Au Café Cox, je cherchai du regard Federico parmi la foule des clients, dès fois qu’il y serait aussi, mais je ne le vis pas : j’essayai de n’avoir aucune raison d’être déçu, mais je l’étais un peu quand même. Mais Federico était un pote avec qui j’avais eu des relations sexuelles, rien d’autre. Je retrouvai d’autres personnes avec qui passer la soirée ; c’était bien la première fois que je sortais sans Franck en trois ans de vie commune. Franck me manqua ce soir-là, c’était indéniable.

Du coup, mon escapade avec Federico me sembla subitement moins intéressante ; comme si les tenants n'avaient pas d'aboutissants... Le Café Cox paraissait différent sans Franck. D'ailleurs, tout le monde me demanda où il était passé ; comme si on ne pouvait pas se séparer de temps en temps. Ça me rassura et me conforta sur ce que je faisais avec Federico : rien de grave, tout était même normal.

Je ne séjournai que dans un seul bar, puis je décidai de rentrer.

La loge de la gardienne était bien fermée à cette heure-ci. Pas de musique, pas de dîner d’anniversaire, pas de bruit, le silence total. Tout l'immeuble semblait avoir déclaré forfait, et spécialement ce samedi soir-là. On était vraiment loin de l'ambiance dans la tour d’Aubervilliers. Mon palier était tout aussi silencieux, je n'en espérais pas moins. Avant de me coucher, je consultai le répondeur : Franck avait appelé quand j'étais dans le Marais, j'étais content, je le rappellerais le lendemain.

Avant de m'endormir, je me remémorai la journée que j'avais passée et je n'étais pas mécontent du résultat. Une seule chose m’interrogea : devais-je parler de mon aventure à Franck ? Quelque chose me disait qu'il fallait garder ce périple secret. En tout cas, pour le moment. Lui et Federico se connaissaient, ça c'était sûr, en revanche, je n'avais jamais remarqué si ce dernier était intéressé par mon copain. Alors que Federico ne se gênait pas pour essayer de me tripoter, surtout en public. Franck n'avait jamais manifesté la moindre jalousie, mais c'était peut-être bien dissimulé.
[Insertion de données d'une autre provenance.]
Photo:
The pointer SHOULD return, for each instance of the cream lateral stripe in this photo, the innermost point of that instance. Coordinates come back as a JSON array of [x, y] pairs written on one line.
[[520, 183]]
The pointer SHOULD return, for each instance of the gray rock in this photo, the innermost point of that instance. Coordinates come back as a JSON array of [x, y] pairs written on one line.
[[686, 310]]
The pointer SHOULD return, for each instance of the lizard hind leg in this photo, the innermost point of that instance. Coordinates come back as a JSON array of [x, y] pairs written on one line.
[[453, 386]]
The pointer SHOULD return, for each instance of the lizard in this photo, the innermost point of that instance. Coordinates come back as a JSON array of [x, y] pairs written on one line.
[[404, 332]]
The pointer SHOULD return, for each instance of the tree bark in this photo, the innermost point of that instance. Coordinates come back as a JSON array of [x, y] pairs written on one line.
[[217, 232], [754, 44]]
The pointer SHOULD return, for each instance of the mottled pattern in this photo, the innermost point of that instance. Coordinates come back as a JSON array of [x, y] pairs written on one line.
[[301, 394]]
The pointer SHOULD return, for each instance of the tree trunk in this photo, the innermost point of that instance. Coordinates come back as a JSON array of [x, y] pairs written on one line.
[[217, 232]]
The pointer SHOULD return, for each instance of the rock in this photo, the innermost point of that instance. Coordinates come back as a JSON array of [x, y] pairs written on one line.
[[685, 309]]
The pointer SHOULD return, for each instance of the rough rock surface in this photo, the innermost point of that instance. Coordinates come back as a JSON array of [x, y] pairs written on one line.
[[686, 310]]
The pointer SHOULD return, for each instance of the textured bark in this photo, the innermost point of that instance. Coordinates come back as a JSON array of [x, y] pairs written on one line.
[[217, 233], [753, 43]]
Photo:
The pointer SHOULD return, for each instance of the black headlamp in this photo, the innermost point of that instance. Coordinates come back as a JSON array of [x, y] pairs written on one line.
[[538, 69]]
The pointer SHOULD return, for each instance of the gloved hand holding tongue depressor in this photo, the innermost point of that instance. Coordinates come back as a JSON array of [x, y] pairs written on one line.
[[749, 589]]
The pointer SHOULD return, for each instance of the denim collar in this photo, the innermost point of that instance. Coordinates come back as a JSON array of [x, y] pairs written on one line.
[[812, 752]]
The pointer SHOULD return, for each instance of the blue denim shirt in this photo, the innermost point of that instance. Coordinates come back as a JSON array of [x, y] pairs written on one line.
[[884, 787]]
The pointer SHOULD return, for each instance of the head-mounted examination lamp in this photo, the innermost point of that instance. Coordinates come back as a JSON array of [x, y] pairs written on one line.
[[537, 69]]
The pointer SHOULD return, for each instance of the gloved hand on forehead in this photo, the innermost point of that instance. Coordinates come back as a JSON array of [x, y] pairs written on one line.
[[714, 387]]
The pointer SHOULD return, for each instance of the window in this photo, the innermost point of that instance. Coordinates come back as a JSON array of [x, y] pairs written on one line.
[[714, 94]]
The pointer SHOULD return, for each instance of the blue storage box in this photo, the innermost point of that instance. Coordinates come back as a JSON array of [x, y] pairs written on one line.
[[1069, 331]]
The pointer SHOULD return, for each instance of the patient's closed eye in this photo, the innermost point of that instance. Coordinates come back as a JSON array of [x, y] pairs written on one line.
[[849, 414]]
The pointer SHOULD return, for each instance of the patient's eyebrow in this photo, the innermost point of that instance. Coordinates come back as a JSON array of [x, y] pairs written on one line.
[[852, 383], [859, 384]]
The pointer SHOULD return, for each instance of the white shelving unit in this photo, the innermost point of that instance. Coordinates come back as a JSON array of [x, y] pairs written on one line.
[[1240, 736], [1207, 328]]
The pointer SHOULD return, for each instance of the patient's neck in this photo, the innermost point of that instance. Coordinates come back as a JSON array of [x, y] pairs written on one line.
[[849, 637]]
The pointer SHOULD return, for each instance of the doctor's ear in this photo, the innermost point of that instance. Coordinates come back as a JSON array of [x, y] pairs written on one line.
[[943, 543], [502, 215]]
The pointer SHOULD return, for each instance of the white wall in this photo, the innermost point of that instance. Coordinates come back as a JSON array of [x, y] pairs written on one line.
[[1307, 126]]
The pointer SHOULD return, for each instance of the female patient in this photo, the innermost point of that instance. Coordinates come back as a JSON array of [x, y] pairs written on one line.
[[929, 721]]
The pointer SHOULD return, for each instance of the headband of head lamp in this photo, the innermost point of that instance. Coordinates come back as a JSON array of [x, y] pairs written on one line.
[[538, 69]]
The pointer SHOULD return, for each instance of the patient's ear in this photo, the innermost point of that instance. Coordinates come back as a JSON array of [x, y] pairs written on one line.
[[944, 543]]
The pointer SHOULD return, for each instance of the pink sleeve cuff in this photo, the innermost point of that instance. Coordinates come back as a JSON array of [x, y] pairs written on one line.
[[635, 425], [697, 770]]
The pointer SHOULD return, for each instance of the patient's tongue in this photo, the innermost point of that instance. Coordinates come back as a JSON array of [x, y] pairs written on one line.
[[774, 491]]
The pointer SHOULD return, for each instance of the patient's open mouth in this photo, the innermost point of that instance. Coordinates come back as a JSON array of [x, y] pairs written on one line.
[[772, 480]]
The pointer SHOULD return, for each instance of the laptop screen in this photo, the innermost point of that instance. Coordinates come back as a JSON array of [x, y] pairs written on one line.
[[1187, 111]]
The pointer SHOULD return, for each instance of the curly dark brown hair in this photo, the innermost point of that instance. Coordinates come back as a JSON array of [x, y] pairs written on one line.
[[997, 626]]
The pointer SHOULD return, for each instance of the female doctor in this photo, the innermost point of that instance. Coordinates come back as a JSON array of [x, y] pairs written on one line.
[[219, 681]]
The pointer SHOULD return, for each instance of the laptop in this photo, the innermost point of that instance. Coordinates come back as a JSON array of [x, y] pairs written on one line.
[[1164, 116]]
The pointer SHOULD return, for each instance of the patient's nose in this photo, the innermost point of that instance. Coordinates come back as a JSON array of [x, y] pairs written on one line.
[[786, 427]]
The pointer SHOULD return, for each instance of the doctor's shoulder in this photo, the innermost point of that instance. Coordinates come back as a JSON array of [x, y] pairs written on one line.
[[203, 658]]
Je prendrais ma décision après la seconde séance de mardi. Voilà, je pouvais m'endormir tranquille…

Je dormais profondément quand des bruits me réveillèrent : comme si on déménageait des meubles la nuit.... Ou comme si on se battait.

Je me levai pour voir d'où pouvaient bien venir ces bruits. Pas de doute, c'était sur le palier... j'entrouvris la porte doucement, et je vis que Jérôme et son colocataire essayaient de mettre dehors celui qui avait la joue tuméfiée. Sauf que l'autre résistait. Ils essayaient de le faire sans bruit, comme s’ils ne voulaient pas alerter les autres locataires de ce qui se passait ! C’était plutôt raté comme stratégie. Ils réussirent à le flanquer par terre, à éjecter son sac dans les escaliers et à balancer ses affaires qui se dispersèrent un peu partout. J'observai discrètement la scène sans intervenir, caché dans l'embrasure de la porte.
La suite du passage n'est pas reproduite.